Mannion’s sojourn came with the chance to study in Beijing in 2015, which meant he missed that entire season with Dublin, when the team won their second All-Ireland under Jim Gavin. The following year his Kilmacud Crokes clubmate Rory O’Carroll also walked away, to work in New Zealand and, although he made a brief return home last week, it seems O’Carroll’s career with Dublin is over, even if he’s still only 28.
“He was just back for a wedding, the weekend just gone,” says Mannion. “He’s looking a bit skinnier now than he did. It was great to see him, really great to see him.”
Skinnier version
Mannion’s return – or rather reinvention – as a Dublin footballer has been quite astonishing, if only in the physical sense. He looks back at pictures of the skinnier version of himself who walked back into the Dublin dressing room at the start of 2016, and three seasons – and three All-Irelands later – wonders out loud.
“At the start of 2016, the first game was Kerry, and I looked back at photos of that and I was so thin – that was one of the low points when I came back and lads were flying fit and smashing weights in the gym, and I was like ‘Ah Jesus I may do it so’.
“I had lost a good bit of weight after being in China and then just needed to get back and put on some weight, put on some muscle.
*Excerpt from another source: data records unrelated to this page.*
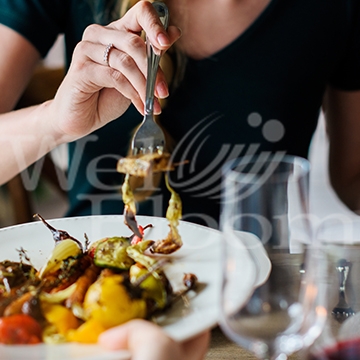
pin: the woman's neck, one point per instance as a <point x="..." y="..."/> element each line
<point x="210" y="25"/>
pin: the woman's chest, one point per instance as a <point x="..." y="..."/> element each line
<point x="210" y="25"/>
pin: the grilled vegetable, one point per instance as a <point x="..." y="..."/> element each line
<point x="111" y="253"/>
<point x="20" y="329"/>
<point x="111" y="302"/>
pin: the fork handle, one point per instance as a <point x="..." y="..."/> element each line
<point x="154" y="59"/>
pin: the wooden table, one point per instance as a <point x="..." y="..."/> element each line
<point x="222" y="348"/>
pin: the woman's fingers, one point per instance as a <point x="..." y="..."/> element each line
<point x="148" y="341"/>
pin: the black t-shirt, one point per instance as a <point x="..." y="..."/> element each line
<point x="261" y="93"/>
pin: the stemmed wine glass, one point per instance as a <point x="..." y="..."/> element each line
<point x="269" y="290"/>
<point x="338" y="240"/>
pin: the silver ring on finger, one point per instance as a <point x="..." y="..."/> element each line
<point x="107" y="52"/>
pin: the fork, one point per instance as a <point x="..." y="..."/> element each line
<point x="149" y="138"/>
<point x="342" y="310"/>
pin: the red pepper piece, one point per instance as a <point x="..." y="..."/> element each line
<point x="20" y="329"/>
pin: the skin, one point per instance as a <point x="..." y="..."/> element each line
<point x="93" y="94"/>
<point x="155" y="344"/>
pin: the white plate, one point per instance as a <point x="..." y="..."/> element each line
<point x="200" y="255"/>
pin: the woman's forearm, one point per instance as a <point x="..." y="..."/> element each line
<point x="25" y="136"/>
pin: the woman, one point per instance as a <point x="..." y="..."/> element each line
<point x="247" y="77"/>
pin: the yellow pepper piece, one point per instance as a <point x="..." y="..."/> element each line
<point x="61" y="317"/>
<point x="87" y="333"/>
<point x="108" y="302"/>
<point x="153" y="287"/>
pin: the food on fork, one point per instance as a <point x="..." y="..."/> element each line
<point x="142" y="166"/>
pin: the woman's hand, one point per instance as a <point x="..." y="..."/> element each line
<point x="93" y="92"/>
<point x="146" y="341"/>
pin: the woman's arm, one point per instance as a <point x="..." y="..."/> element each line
<point x="342" y="113"/>
<point x="92" y="94"/>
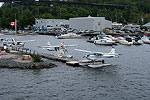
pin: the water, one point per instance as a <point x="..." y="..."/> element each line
<point x="127" y="79"/>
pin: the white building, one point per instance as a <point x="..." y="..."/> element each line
<point x="131" y="27"/>
<point x="50" y="23"/>
<point x="116" y="25"/>
<point x="89" y="23"/>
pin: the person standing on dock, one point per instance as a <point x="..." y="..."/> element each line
<point x="62" y="45"/>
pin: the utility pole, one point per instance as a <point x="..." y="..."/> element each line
<point x="15" y="32"/>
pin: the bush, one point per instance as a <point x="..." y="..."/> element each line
<point x="7" y="51"/>
<point x="36" y="58"/>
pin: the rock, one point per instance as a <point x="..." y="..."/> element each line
<point x="8" y="63"/>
I was turning 23 that year and kind of had to give it your bit and get stronger. I don’t know in stone, but a good eight or nine kilos heavier now.”
Mannion has no regrets about his year in Beijing, even if he’s gone down a different career path, in management consultant, nothing to do with China or Beijing.
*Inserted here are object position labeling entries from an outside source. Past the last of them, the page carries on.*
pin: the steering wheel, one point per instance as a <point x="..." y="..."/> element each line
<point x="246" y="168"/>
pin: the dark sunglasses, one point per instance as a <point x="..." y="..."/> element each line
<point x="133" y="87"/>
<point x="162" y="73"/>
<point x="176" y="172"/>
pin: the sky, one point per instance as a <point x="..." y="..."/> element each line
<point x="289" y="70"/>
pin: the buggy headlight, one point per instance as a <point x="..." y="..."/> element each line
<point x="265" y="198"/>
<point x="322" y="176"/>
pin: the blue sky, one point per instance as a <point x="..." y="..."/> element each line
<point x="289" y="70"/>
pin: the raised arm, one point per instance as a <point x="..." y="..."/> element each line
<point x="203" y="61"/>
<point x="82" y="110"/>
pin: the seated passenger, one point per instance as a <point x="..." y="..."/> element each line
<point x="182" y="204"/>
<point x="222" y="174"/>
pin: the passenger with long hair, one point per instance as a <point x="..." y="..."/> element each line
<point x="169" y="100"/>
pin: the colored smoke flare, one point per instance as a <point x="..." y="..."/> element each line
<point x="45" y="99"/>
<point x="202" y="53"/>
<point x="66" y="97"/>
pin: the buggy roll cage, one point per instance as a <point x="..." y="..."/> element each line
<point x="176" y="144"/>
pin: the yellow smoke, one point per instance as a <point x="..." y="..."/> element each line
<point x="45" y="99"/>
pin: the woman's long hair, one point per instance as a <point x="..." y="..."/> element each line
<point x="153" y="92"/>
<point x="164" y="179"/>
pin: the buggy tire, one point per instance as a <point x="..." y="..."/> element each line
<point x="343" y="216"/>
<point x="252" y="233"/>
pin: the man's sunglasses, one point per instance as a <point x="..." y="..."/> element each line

“At the time when the break came I felt it was a good time and I was looking forward to that. Maybe I would have needed a season off, or an off year eventually, but who knows? I don’t know if I would have done it if I didn’t have to. Probably when I came back and watched the lads lifting it again in 2015, a part of me was probably a little bit jealous watching on but more so from the point of view that I just couldn’t wait to get back in there and get back at it again.
I like tracking back, I like tackling. That's part of my game now
“Then 2017 was probably the best year I had and I just kind of said I didn’t want it to be a once off season. I wanted to follow it up with another good one. This still probably wasn’t my best season from a scoring perspective but I’m pleased enough.”
Tracking back
As part of his reinvention he’s also gone more defensive, his performance in the All-Ireland final win over Tyrone – despite scoring a smashing penalty – all about the tracking back.
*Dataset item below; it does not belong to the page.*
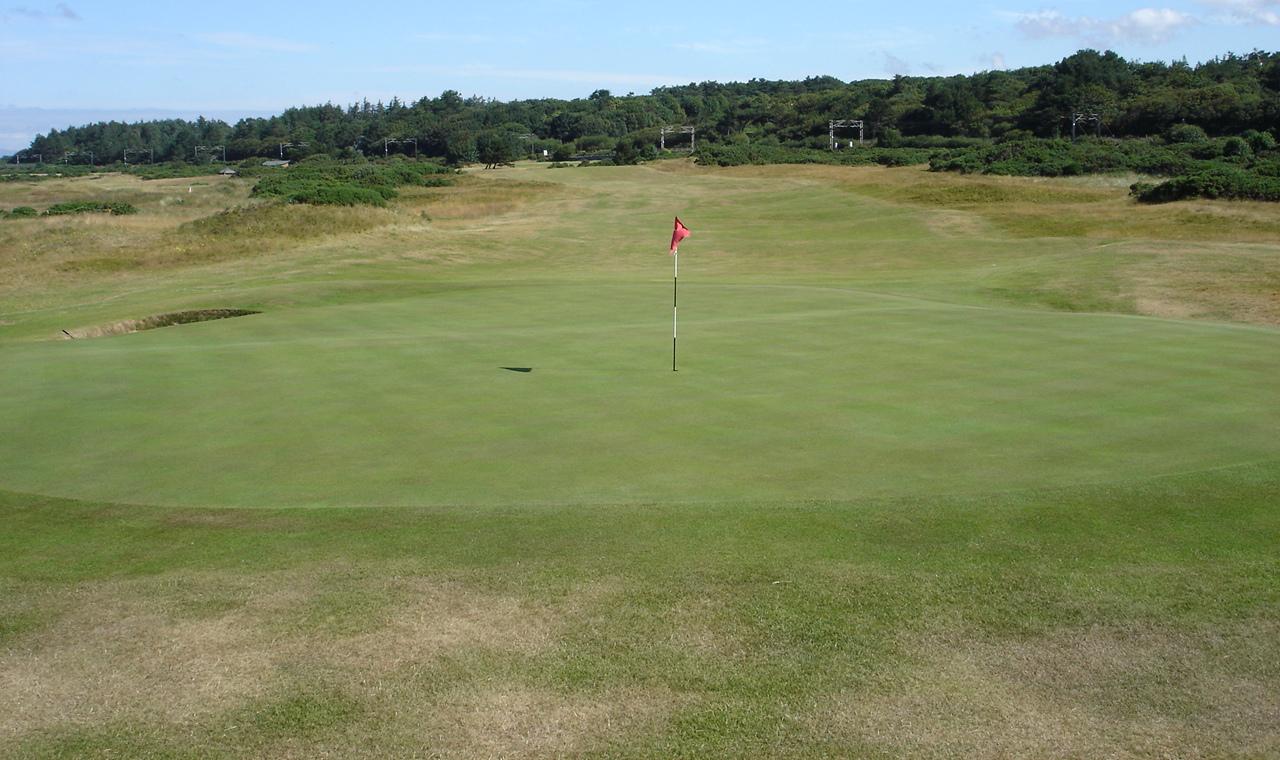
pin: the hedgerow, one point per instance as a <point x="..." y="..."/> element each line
<point x="347" y="183"/>
<point x="114" y="207"/>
“It wasn’t something I set out to try and do. I like tracking back, I like tackling. That’s part of my game now. But it wasn’t something I set out at the start of the year and said, ‘this is what I want to work on’.
“Now, I wouldn’t say I’m always happy with not scoring. It’s my first job in most games, to score and get on the score sheet. I’m a forward. But if you can help the team and add to the team’s performance by getting tackles and tracking back and turnovers instead, then often that’s just as important as scoring points.”
All of which, Connolly on board or not, will be required in the drive for five. Mannion suggests the players have their own “mental triggers” to defray any talk of the five-in-a-row, but admits too that hearing some of the talk about Dublin’s so-called financial advantages can be insulting.
“I laugh at it sometimes. Everyone’s entitled to their opinion, but if you could see within the walls of our dressing room and how we talk and what we talk about and how much work goes in from all the different people who are volunteering their time, it’s not possible that it could be put down to money.”